Jakob Vandenbrink, 84, has been cycling during dialysis at Sheldon Chumir Health Centre almost since he started receiving treatment there in 2011. He lost his eyesight in 2001 due to macular degeneration.

“I find it really helps pass the time,” he says. “Most people start with 30 minutes and advance from there if possible, but I’ll go for two hours if I feel up to it. I feel like I’ve accomplished something, rather than just sitting here.”

Vandenbrink raises money each year for the Kidney Foundation’s Kidney March and this year he was among the top five fundraisers with more than $12,000 pledged. His goal was to cycle 800 kilometres between June and September; his total wound up being 840 kilometres.

The research study, which was also presented earlier this year at the Canadian Society of Nephrology conference, looked at functional improvements in a group of about 45 northwest Calgary hemodialysis patients over a 12-week exercise program.

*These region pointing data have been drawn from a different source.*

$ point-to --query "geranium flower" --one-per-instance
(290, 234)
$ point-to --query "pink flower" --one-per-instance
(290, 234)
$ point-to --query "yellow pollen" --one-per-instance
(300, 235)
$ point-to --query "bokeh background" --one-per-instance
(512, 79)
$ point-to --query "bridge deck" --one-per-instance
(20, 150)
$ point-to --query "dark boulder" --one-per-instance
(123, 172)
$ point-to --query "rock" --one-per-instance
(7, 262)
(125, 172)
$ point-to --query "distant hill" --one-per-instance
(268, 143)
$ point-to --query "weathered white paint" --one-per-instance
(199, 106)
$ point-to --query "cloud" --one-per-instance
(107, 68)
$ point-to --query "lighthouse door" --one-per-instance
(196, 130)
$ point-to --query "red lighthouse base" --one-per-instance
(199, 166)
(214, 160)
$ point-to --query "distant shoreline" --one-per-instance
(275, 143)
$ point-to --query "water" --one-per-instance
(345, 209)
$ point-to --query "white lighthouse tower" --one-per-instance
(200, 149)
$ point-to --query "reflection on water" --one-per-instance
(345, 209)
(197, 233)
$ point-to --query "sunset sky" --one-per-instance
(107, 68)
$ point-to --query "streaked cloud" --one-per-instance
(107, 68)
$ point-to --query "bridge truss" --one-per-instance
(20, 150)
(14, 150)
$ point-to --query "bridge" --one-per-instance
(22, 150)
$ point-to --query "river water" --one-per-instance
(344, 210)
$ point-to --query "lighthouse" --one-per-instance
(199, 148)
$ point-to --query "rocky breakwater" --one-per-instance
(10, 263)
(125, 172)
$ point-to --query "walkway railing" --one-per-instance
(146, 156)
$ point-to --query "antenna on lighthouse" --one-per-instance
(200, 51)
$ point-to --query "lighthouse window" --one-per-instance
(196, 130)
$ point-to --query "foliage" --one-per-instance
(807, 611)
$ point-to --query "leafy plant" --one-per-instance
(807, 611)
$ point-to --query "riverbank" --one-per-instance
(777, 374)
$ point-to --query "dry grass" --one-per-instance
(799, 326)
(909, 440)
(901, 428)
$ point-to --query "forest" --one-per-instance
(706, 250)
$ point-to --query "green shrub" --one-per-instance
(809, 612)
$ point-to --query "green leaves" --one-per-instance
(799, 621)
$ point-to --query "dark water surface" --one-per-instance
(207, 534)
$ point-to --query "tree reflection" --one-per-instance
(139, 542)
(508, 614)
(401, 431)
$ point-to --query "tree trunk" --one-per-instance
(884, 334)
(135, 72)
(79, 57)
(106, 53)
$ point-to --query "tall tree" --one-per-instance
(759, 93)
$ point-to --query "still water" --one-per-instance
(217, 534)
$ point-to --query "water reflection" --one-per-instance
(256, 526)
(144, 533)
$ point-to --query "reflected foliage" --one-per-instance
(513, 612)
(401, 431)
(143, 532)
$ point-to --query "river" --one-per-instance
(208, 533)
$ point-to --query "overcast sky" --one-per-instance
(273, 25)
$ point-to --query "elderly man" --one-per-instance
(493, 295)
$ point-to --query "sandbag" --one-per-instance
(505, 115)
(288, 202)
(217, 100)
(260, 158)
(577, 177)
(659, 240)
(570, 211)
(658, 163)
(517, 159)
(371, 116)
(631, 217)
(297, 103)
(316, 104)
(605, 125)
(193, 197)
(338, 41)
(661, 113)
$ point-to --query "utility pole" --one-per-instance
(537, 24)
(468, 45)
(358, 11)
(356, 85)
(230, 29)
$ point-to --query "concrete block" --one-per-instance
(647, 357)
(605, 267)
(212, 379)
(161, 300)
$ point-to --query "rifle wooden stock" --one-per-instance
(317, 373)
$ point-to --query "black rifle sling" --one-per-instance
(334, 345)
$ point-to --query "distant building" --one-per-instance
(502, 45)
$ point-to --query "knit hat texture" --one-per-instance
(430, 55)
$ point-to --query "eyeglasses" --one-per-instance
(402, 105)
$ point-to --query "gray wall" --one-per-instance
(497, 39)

In the next phase, researchers plan to participate in a multi-centre study involving patients from Calgary, Edmonton, Saskatoon and Winnipeg.

In the Southern Alberta Renal Program (south of Red Deer), there are about 725 patients on hemodialysis in clinical units. Another 80 are on home hemodialysis and 228 patients are on home peritoneal dialysis.

Alberta Health Services is the provincial health authority responsible for planning and delivering health supports and services for more than four million adults and children living in Alberta. Its mission is to provide a patient-focused, quality health system that is accessible and sustainable for all Albertans.